Music historians find their attention drawn to "We're Pathetique", Splodge's rallying call for a musical genre which precious few people even remember today. But the punk pathetique movement spawned not only Splodge, but also such joys as the Toy Dolls and Peter and the Test Tube Babies, and it still has an impact today.

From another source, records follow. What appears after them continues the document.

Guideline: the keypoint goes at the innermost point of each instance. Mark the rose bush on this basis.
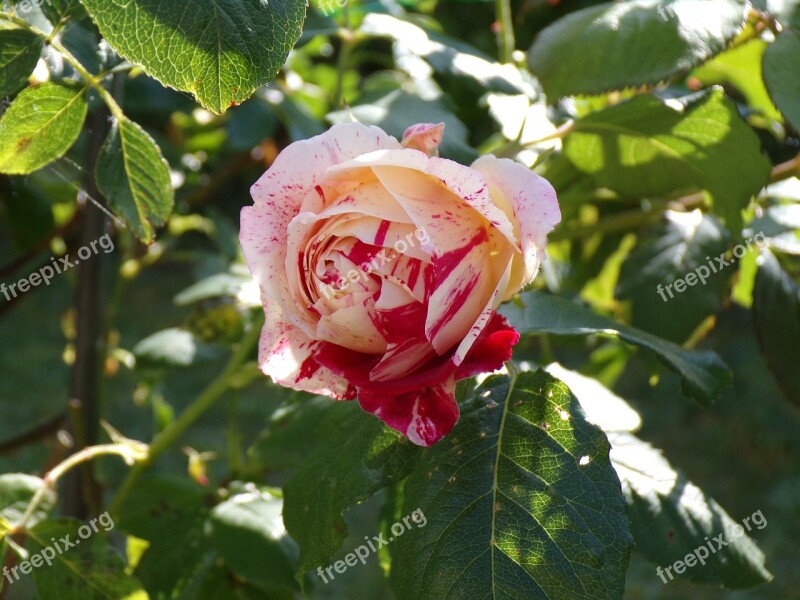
(381, 267)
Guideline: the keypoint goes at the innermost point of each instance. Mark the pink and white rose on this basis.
(381, 267)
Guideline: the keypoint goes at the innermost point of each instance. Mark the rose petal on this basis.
(424, 137)
(286, 355)
(527, 199)
(424, 416)
(491, 349)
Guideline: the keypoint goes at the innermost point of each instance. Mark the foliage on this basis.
(670, 132)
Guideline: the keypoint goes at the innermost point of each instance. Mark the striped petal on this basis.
(424, 416)
(528, 200)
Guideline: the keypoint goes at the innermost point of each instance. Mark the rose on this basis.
(350, 315)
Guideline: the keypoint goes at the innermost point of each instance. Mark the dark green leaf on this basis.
(782, 73)
(19, 53)
(219, 50)
(283, 444)
(629, 44)
(776, 308)
(521, 501)
(40, 126)
(447, 55)
(135, 179)
(671, 518)
(704, 375)
(16, 492)
(668, 252)
(247, 530)
(90, 569)
(644, 147)
(355, 455)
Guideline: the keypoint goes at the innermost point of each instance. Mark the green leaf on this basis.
(170, 513)
(645, 147)
(668, 252)
(135, 179)
(40, 126)
(446, 55)
(16, 492)
(89, 569)
(355, 455)
(171, 348)
(521, 501)
(283, 443)
(219, 50)
(671, 518)
(628, 44)
(776, 309)
(782, 72)
(221, 285)
(704, 375)
(741, 66)
(247, 530)
(19, 53)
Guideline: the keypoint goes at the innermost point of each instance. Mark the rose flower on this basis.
(381, 267)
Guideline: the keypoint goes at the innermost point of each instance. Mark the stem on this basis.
(82, 493)
(172, 433)
(90, 79)
(505, 30)
(128, 452)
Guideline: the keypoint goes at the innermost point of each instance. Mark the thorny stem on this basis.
(128, 452)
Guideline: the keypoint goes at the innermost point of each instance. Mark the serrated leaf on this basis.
(671, 518)
(16, 492)
(89, 569)
(668, 252)
(741, 66)
(782, 72)
(40, 126)
(19, 53)
(247, 530)
(776, 309)
(645, 147)
(135, 179)
(629, 44)
(355, 455)
(521, 501)
(703, 375)
(219, 50)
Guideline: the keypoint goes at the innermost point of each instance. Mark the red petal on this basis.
(424, 416)
(491, 349)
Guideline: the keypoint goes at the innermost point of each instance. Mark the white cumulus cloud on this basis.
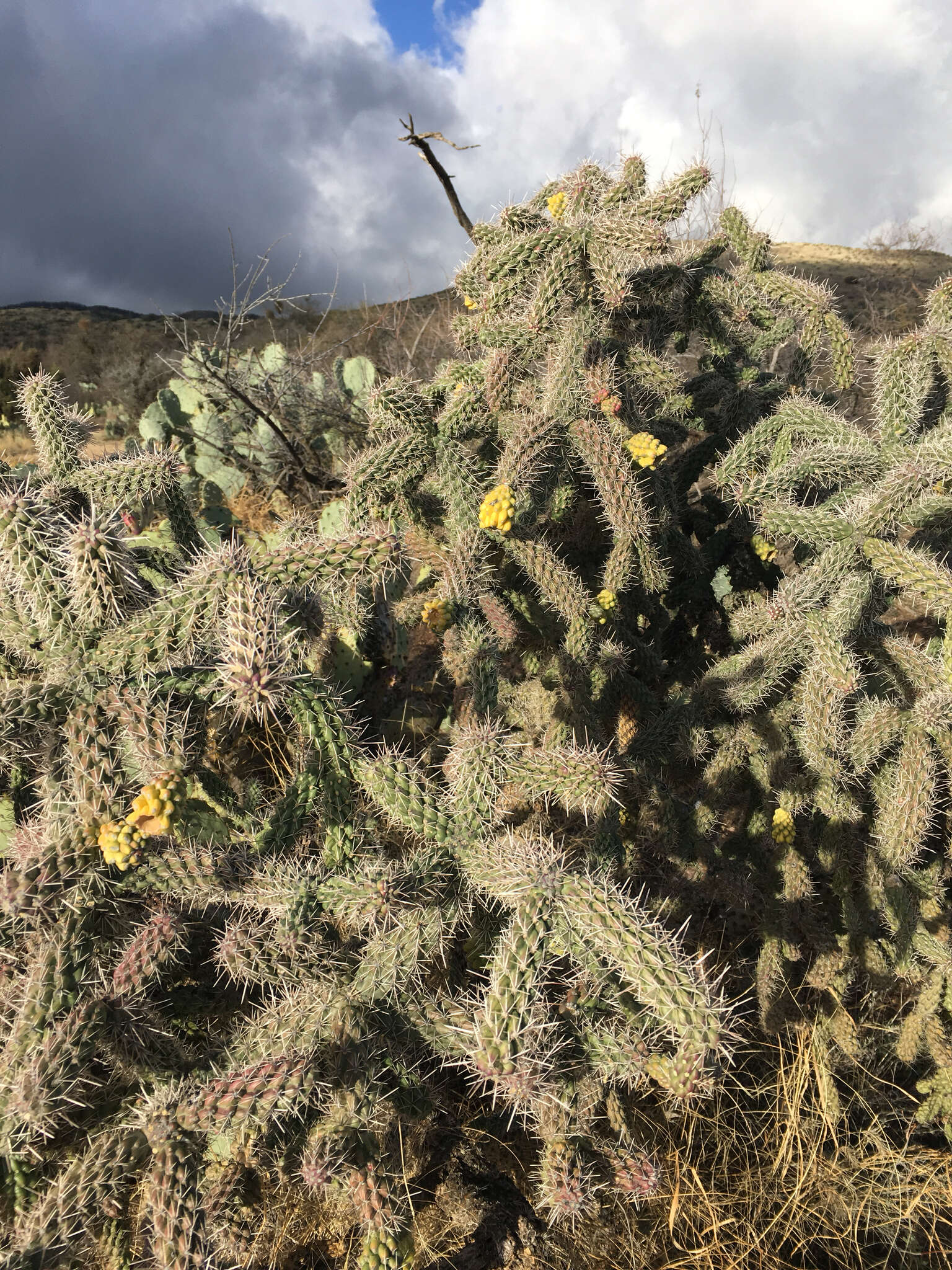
(138, 136)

Other punk pathetique bands included Television Personalities, Half Man Half Biscuit, the Shapes, the Gonads, the Adicts, Notsensibles, Auntie Pus, the Postmen, Desert Island Joe, the Hoopers, Pierre the Poet (Garry Butterfield), Paul Devine, Lord Waistrel & the Cosh Boys, Stephen Louis Knoche Jr & His Raging Cronies, the Alaska Cowboys, Patronage, Percy Throwers Man Eating Plans, SexyCows, the Orgasm Guerrillas, the Implications, and Doughnut & the Donor. Later, the mantle was inherited by the Bus Station Loonies, Monkish and Macc Lads, who performed comic punk singalongs in very much the same style. Toy Dolls, Peter and the Test Tube Babies, the Gonads, Splodgenessabounds and Auntie Pus & The Men From Uncle continue to tour and record.

== Fun-Punk==
In Germany, the similar Fun-Punk genre emerged in the mid-1980s as a response to hardcore punk, which at that time was marked by political correctness and negative imagery. Fun-punk often dealt with absurd themes or alcohol and drug excesses. An early pioneer was Normahl, later followed by Die Ärzte, Die Goldenen Zitronen, Die Kassierer, and Wizo. According to Ox-Fanzine, Die Goldenen Zitronen's music was distinguished from the "testosterone-fueled, often sexually discriminatory" music of bands like Dimple Minds.